A proposta preliminar do governo prevê instalar eólicas offshore em Zonas de Protecção Especial para Aves (ZPE), como Sintra-Cascais e Ericeira (ilhas Berlengas), e não salvaguarda a biodiversidade marinha, alertou hoje a SPEA.
Termina hoje a consulta pública à localização das áreas de implantação das eólicas offshore na costa continental portuguesa.
A Sociedade Portuguesa para o Estudo das Aves (SPEA) está seriamente preocupada com as propostas preliminares e acusa o Governo de não considerar a biodiversidade, nomeadamente as aves, para garantir a seleção de áreas menos sensíveis para a implantação da energia eólica.
“É imperativo mitigar a crise climática, mas a crise climática anda de mão dada com a crise da biodiversidade”, lembrou, em comunicado, Joana Andrade, coordenadora do Departamento de Conservação Marinha da SPEA. “Se instalarmos turbinas eólicas em áreas onde elas põem em risco a fauna marinha, isso não é sustentabilidade.”
No seu entender, “é necessário um planeamento estratégico da energia eólica offshore, fundamentado na ciência, para garantir que temos uma transição energética amiga do ambiente.”
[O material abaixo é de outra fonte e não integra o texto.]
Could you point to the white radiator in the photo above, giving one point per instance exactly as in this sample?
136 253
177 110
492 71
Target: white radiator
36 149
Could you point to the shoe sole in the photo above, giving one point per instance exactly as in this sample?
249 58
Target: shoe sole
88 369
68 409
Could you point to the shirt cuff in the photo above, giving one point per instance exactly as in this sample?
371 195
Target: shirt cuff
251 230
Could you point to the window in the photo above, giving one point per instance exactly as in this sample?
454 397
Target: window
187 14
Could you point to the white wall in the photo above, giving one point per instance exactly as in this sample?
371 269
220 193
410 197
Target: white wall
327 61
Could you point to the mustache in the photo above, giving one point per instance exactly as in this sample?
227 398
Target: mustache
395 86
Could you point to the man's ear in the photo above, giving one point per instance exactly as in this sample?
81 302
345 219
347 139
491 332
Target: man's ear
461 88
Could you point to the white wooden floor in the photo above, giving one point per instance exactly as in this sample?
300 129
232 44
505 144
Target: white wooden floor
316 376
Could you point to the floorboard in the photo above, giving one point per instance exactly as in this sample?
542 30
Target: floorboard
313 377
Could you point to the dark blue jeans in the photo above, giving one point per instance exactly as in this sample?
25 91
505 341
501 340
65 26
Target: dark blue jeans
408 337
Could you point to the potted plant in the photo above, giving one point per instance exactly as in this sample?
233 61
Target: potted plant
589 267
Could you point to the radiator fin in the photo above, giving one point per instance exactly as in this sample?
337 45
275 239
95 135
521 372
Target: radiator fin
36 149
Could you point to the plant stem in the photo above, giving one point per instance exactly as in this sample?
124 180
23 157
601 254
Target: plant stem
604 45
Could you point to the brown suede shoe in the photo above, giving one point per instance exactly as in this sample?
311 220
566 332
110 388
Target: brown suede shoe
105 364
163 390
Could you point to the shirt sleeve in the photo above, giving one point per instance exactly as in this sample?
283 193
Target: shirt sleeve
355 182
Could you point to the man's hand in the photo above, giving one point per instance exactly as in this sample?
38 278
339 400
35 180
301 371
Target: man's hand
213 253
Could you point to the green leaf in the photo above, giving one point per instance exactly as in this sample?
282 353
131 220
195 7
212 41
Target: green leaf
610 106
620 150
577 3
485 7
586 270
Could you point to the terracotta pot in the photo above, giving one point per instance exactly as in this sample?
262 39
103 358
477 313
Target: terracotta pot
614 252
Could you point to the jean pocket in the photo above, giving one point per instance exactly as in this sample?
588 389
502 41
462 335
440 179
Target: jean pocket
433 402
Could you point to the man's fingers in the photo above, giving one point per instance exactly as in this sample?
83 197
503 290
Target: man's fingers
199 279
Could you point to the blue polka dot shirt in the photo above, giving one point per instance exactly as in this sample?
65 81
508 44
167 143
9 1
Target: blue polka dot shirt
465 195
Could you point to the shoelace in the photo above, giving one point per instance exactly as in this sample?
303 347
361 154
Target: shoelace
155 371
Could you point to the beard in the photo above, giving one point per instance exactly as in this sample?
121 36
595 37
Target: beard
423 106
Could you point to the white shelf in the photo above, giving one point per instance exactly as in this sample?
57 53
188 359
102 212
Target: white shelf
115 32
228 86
A proposta do governo inclui propostas de implementação de estruturas eólicas em áreas classificadas como Zonas de Proteção Especial (ZPE), importantes para a avifauna.
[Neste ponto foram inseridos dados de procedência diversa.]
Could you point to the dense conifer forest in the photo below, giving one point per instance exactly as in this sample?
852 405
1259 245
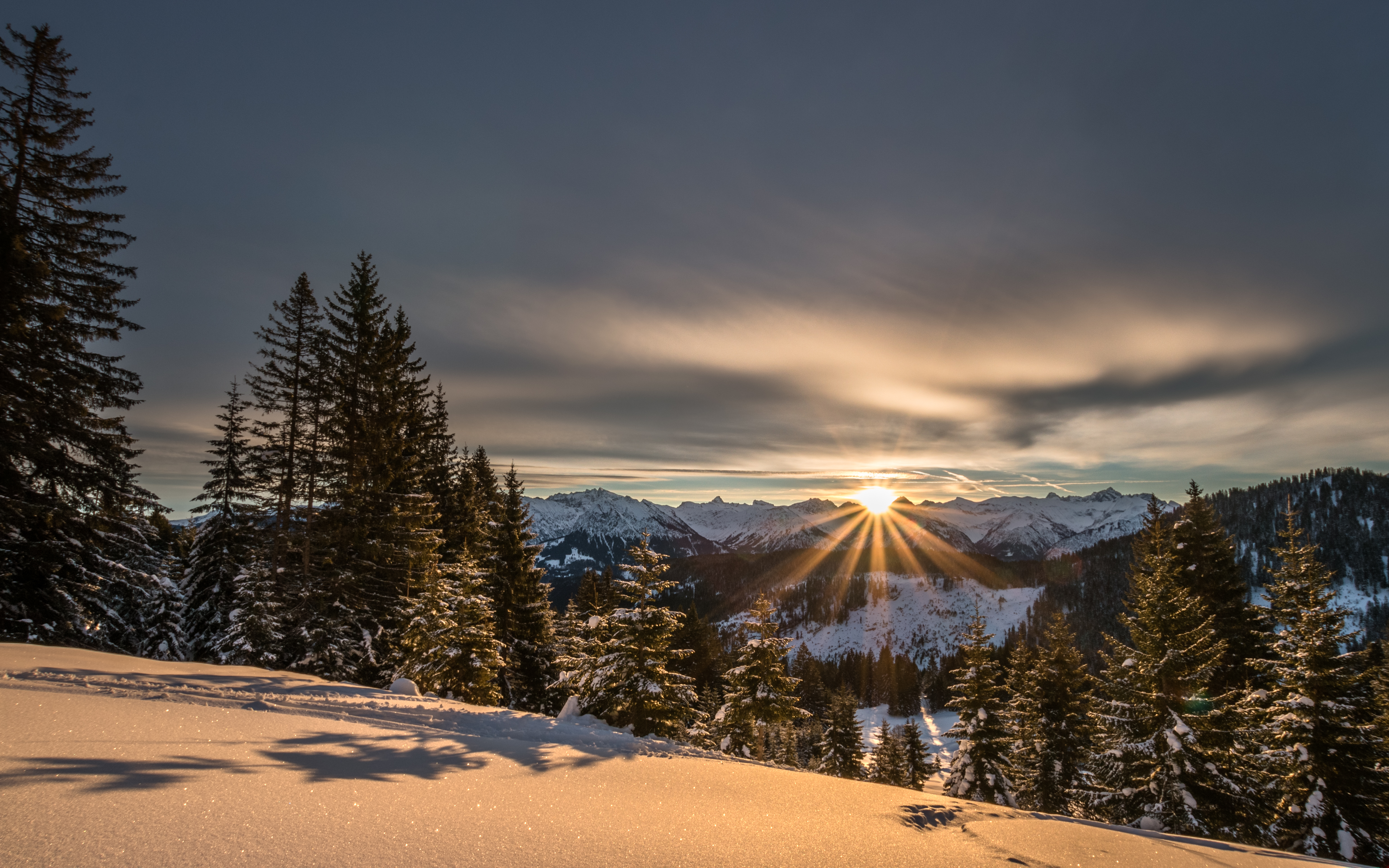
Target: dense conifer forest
344 532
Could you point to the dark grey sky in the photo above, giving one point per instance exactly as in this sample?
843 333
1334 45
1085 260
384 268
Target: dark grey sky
1037 244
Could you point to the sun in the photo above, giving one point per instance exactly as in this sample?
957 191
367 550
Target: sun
877 499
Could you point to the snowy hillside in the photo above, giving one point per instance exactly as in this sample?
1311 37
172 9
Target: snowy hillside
917 616
1042 527
119 760
762 527
595 528
1010 528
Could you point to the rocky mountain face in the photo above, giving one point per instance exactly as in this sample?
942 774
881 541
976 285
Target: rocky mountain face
599 525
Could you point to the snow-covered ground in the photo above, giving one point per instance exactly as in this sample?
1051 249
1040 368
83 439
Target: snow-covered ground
920 614
119 760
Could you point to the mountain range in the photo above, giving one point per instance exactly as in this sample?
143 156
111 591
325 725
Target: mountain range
596 527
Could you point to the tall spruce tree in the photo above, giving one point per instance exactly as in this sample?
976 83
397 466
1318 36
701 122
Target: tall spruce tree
442 474
760 695
1164 756
284 387
980 767
1208 568
812 688
226 541
530 621
1052 706
888 763
378 537
842 744
626 678
448 645
920 763
255 637
480 507
67 487
1324 748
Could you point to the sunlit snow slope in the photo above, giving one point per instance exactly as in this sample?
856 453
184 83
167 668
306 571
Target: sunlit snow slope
917 616
117 760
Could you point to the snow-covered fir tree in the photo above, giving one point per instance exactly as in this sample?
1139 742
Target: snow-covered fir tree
226 539
842 744
285 385
888 763
448 645
980 767
69 501
760 694
163 620
1164 756
1208 568
255 635
920 763
528 645
1333 795
1051 714
626 678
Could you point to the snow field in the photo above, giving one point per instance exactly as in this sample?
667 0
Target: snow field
921 619
119 760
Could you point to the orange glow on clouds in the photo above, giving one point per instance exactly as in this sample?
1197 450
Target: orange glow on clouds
877 499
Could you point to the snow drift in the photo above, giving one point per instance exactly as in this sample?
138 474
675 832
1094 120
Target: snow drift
112 759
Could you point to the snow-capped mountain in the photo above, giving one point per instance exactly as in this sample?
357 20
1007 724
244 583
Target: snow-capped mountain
762 527
1015 528
595 528
1012 528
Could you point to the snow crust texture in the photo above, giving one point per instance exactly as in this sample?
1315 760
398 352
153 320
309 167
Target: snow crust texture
120 760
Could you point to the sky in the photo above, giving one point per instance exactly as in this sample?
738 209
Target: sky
778 251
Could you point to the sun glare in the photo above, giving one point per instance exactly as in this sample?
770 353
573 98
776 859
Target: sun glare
877 499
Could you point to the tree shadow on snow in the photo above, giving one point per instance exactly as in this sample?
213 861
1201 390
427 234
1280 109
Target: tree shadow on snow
321 757
106 775
334 756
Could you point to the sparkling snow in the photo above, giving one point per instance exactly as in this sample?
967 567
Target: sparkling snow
119 760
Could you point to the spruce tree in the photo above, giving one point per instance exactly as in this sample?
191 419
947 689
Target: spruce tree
480 507
1163 745
595 593
842 744
812 688
980 767
377 537
253 635
67 487
284 387
1052 706
626 678
530 635
226 541
885 681
920 763
760 694
162 624
442 473
1333 796
448 645
1208 568
888 763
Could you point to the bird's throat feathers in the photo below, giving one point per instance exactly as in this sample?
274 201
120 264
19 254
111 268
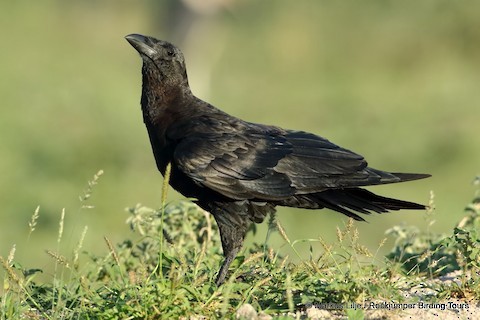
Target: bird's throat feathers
162 95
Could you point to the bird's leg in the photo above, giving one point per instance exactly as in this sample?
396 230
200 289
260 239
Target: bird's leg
232 236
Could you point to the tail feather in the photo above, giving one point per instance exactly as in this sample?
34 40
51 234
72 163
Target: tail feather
351 201
410 176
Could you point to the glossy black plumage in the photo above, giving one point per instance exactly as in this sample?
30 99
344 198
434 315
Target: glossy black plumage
239 171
Um exemplo é a ZPE do Cabo Raso, onde “a área proposta (Sintra-Cascais) se sobrepõe completamente com a área da ZPE – uma área onde se concentram milhares de aves, sobretudo durante os períodos de migração”.
A proposta inclui ainda áreas para implantação imediatamente adjacentes a outras ZPE, “o que irá comprometer as espécies protegidas que usam essas áreas, por exemplo como área de alimentação ou passagem”. Este é o caso da área proposta da Ericeira, adjacente à ZPE Ilhas Berlengas, onde nidifica a única população continental de cagarra.
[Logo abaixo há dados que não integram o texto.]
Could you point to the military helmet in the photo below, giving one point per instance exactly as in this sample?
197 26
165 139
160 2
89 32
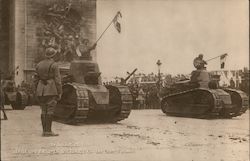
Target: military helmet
50 52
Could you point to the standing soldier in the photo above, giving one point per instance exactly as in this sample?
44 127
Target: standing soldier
84 48
48 89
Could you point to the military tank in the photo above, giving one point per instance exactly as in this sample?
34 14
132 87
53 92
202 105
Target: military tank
85 99
201 97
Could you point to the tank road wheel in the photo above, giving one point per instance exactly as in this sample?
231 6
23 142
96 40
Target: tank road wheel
20 102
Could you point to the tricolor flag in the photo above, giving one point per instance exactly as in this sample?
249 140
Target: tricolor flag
116 23
223 60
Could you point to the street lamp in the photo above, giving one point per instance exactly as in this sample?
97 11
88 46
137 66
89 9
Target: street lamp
158 63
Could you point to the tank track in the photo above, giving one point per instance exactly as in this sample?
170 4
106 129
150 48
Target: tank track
240 101
217 112
203 109
79 109
82 105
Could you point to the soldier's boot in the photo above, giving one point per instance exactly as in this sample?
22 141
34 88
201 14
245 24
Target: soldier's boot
43 120
49 119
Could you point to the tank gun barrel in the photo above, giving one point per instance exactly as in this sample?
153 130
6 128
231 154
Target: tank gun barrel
130 74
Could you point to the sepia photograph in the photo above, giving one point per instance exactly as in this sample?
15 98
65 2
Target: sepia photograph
124 80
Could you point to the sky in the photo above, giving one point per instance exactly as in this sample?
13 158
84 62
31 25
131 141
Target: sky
173 31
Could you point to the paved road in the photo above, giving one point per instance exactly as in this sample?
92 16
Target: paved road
147 135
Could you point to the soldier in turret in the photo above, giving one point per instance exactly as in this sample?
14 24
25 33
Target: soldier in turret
199 63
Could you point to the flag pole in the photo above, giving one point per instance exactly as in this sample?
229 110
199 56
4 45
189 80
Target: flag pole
106 28
215 57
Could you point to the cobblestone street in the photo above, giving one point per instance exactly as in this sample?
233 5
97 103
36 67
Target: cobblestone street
145 135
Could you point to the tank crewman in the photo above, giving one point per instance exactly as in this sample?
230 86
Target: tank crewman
199 63
48 89
84 49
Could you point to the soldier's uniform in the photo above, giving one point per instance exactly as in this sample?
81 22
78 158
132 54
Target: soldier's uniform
83 50
199 63
48 89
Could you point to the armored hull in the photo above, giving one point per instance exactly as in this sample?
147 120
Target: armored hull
85 99
204 101
81 103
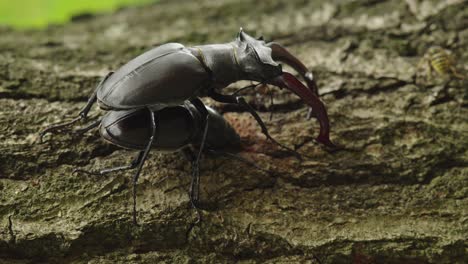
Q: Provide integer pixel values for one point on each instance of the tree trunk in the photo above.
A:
(396, 192)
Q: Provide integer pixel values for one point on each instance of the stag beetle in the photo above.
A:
(178, 128)
(172, 73)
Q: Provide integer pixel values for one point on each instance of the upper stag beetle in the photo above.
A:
(179, 127)
(171, 73)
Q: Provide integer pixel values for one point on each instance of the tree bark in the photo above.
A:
(396, 193)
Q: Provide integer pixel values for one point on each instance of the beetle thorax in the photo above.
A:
(222, 61)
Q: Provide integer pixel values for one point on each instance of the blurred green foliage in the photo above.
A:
(23, 14)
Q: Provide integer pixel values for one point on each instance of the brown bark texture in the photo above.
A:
(396, 193)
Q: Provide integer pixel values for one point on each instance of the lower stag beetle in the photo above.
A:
(177, 128)
(172, 73)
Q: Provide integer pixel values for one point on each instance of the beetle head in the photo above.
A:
(255, 58)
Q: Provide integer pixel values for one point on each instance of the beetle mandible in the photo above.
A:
(172, 73)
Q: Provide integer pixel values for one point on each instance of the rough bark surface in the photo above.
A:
(397, 193)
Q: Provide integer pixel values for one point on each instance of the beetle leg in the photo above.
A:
(131, 166)
(239, 100)
(288, 81)
(188, 153)
(83, 114)
(142, 161)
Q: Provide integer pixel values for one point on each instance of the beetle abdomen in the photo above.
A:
(131, 129)
(166, 75)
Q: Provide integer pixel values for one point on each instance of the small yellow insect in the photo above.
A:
(441, 61)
“Instalar eólicas em áreas importantes para as aves e nas áreas circundantes é pôr em risco as espécies que essas áreas deveriam proteger. Para evitar as áreas ocupadas por um parque eólico, as aves poderão ter de se desviar das suas rotas habituais. Isso pode implicar gastar mais tempo e conseguir menos alimento para as crias ou despender energia que não se podem dar ao luxo de desperdiçar quando têm viagens de milhares de quilómetros pela frente”, acrescentou Joana Andrade.
“Se estiverem mal localizadas, as eólicas offshore porão em risco não só aves como a cagarra, que nidificam no nosso território, mas também as muitas centenas de milhares de aves que, anualmente, percorrem a costa portuguesa durante o período de migração – nalguns casos, praticamente toda a população mundial passa ao largo da nossa costa.”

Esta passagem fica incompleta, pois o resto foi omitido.